Outra novidade importante foi incluir as pessoas com títulos de Mestrado ou Doutorado obtidos em Programas de Pós-Graduação com área de concentração ligada a outro campo do saber, mas que tenham linhas de pesquisa regulares dedicadas à História (da Educação, da Ciência, da Arte etc). Assim, por exemplo, quem fizer uma tese sobre História da Educação dentro de um PPG da área de Educação será considerado historiador também. Com isso, ficam preservados – e valorizados – os espaços interdisciplinares que aproximam a História de outros campos do saber. Finalmente, para não deixar dúvidas que a autonomia das Universidades deve ser preservada, propusemos retirar do projeto de lei a menção ao ensino superior como atribuição dos historiadores. Assim, ficará mantido o quadro atual – pessoalmente, parece-me a situação ideal -, em que o perfil dos docentes para atuação no ensino superior é definido pelas instituições universitárias (Câmaras, colegiados, bancas).

Portanto, se a proposta atual vier a ser aprovada como lei, teremos a lei de regulamentação profissional mais flexível entre todas as existentes. Para fazer concurso para historiador em áreas técnicas do serviço público (Tribunais, Arquivos etc) e para lecionar a disciplina no ensino fundamental e médio será exigida a formação específica. Porém, a contratação para a docência superior permanecerá a critério das próprias Universidades. Além disso, como era óbvio mesmo no projeto original – já que nenhuma lei ordinária pode se sobrepor à liberdade de expressão -, continua livre a pesquisa e a publicação. Portanto, a lei se prestará a regular parte do mercado de trabalho, com exceção do ensino superior. Mas, não vai restringir a produção do conhecimento histórico. Ainda assim, para aqueles que produzem conhecimento histórico sem ter a devida formação universitária e desejem um título formal, permanece aberta a possibilidade do notório saber, que pode ser concedido pelas Universidades.

Concluo reiterando a importância de aprovar uma lei para a profissão de historiador.

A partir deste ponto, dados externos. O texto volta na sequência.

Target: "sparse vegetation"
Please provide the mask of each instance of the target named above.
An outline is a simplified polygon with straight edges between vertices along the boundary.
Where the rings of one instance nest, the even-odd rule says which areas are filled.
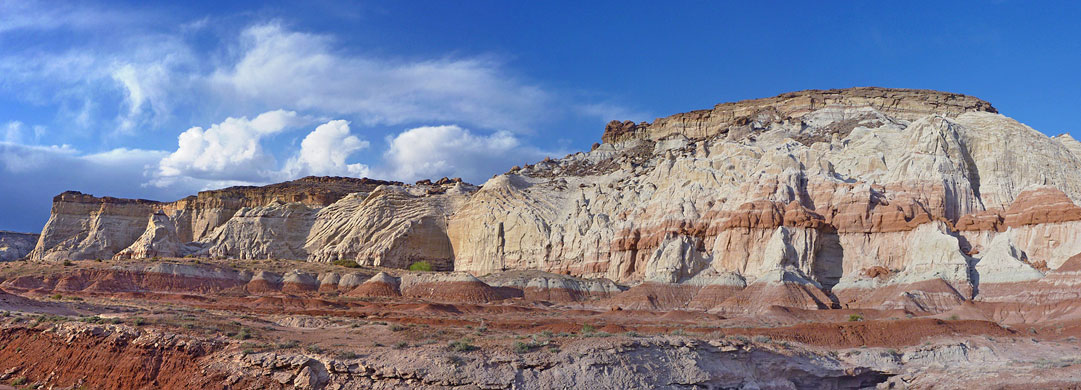
[[[535,346],[532,342],[515,341],[515,352],[517,353],[525,353],[536,349],[537,347],[538,346]]]
[[[296,340],[289,340],[289,341],[285,341],[285,342],[278,342],[278,349],[292,349],[292,348],[296,348],[296,347],[299,347],[299,346],[301,346],[301,344],[297,342]]]
[[[431,272],[431,264],[428,261],[416,261],[409,265],[410,271]]]
[[[472,340],[468,338],[463,338],[461,340],[454,340],[446,345],[446,348],[454,352],[469,352],[477,350],[477,346],[471,344]]]
[[[349,260],[349,259],[334,260],[334,265],[345,268],[360,268],[360,265],[357,264],[356,260]]]
[[[459,355],[452,354],[446,357],[446,364],[453,365],[455,367],[461,367],[465,363],[466,363],[465,360],[463,360],[462,357]]]
[[[336,353],[335,357],[337,357],[337,359],[342,359],[342,360],[351,360],[351,359],[360,358],[360,355],[357,354],[357,352],[353,352],[353,351],[338,351],[338,353]]]
[[[246,340],[249,338],[252,338],[252,331],[246,327],[241,327],[240,331],[237,331],[237,334],[233,335],[232,337],[241,340]]]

Ela terá efeitos significativos em certos segmentos do mercado de trabalho e, talvez, venha a contribuir para fortalecer a graduação em História. Não exageremos, porém. Nada vai mudar na área da pesquisa, da pós-graduação e na produção do conhecimento histórico. A liberdade de expressão continuará intocada, pelo menos não será essa lei que vai agredi-la. De outro modo, eu seria o primeiro a ficar contra.